Wednesday, December 5, 2018

Big T

Teagarden's trombone style was largely self-taught, and he developed many unusual alternative positions and novel special effects on the instrument. He is usually considered the most innovative jazz trombone stylist of the pre-bebop era – Pee Wee Russell once called him "the best trombone player in the world" – and did much to expand the role of the instrument beyond the old tailgate style role of the early New Orleans brass bands. Chief among his contributions to the language of jazz trombonists was his ability to interject the blues or merely a "blue feeling" into virtually any piece of music. [Wikipedia]

Important point to note here: was largely self-taught. 

Three carriage train

This model is about leading change. I first saw it here in a video by Ray Nasher and I've adapted it to suit my own purpose and context.

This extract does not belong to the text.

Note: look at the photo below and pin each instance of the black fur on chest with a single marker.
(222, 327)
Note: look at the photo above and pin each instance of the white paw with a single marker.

Do a simple survey of the target group:

We should switch to fixed width for our default font.

  Agree
  Not bothered
  Disagree


DISAGREE - NOT BOTHERED - AGREE - LOCOMOTIVE


  • Make the Agrees visible to the rest
  • Work on the Not bothereds, they'll easily join the Agrees
  • With the Not bothered wagon empty the Disagrees will get nervous and
  • Shift up the train to join the Agrees.

Monday, September 3, 2018

ARRF stands the test of time

It was May 2012 when I first posted about the adult learning model ARRF. Attributed to Cormier, Aggregate, Remix, Repurpose, and Feed Forward is still in my toolbox, six years on. Along with Read-Talk-Do it's one of those simple models you can grab, and just start building your course.

Saturday, July 21, 2012

This stuff sticks...

This is an interesting post from Steve Kraus via Kiwi Belma. I cringe whenever the Coursera model is described as a MOOC... it's because I read the Open in MOOC to have several non-optional meanings: open entry, open curriculum, and open source... see what I mean? Anyway --- anything that asks questions around what Coursera are doing, how and why has got to be interesting (talk about disruptive technology, this is about as disruptive as it gets). Oh, and it's about their business model.

Monday, June 25, 2012

Kasanoff and Hinshaw disruption 3 of 7

Cut prices 90 percent (or more) (Kasanoff and Hinshaw).

I can't imagine what would happen if the sector's income was reduced by 90%, but how is this for a model? Make all courses Moodle courses. Make all courses open to a highly streamlined and free sub-enrollment process. If a student engages fully and submits satisfactory assignments, then they can be enrolled retrospectively and when they pay the fee their study points are recorded and accrue towards their qualification. All lectures, online or offline, are simply open. A popular model for start-ups is first to drive traffic and second to look for ways to generate income from that traffic. Of course a lot of start-ups fail, and maybe that failure rate is something that isn't in anybody's model for educational courses. But actually, why not? Look, I'm not actually proposing these ideas be adopted. They're too wacko, I'm aware of that. I'm just exploring ideas, using the ideas as objects to think with.

Friday, June 8, 2012

Kasanoff and Hinshaw disruption 2 of 7

Dramatically reduce complexity (Kasanoff and Hinshaw).

Already underway is the reduction of the huge number of tertiary qualifications we have in this country (NZ). It must have been really painful for some people to give up their babies, and undoubtedly some niche students will miss out, but did it not have to be? Next we need to get to a point where tutors aren't constantly re-writing the materials. Perhaps they could use software to provide personal annotations to existing bodies of material in one-tenth of the time. MOOCS reduce complexity in one way (students access the course in their own time and place and on their own device) but increase complexity another way (by studying with a number of different institutions and individual professors on a number of different platforms). My masters thesis may have been titled "Student-user modeling in connectivist environments", but I don't know that I'm very much nearer to solving the thousand and one problems connectionism and mobility create in the context of accreditation.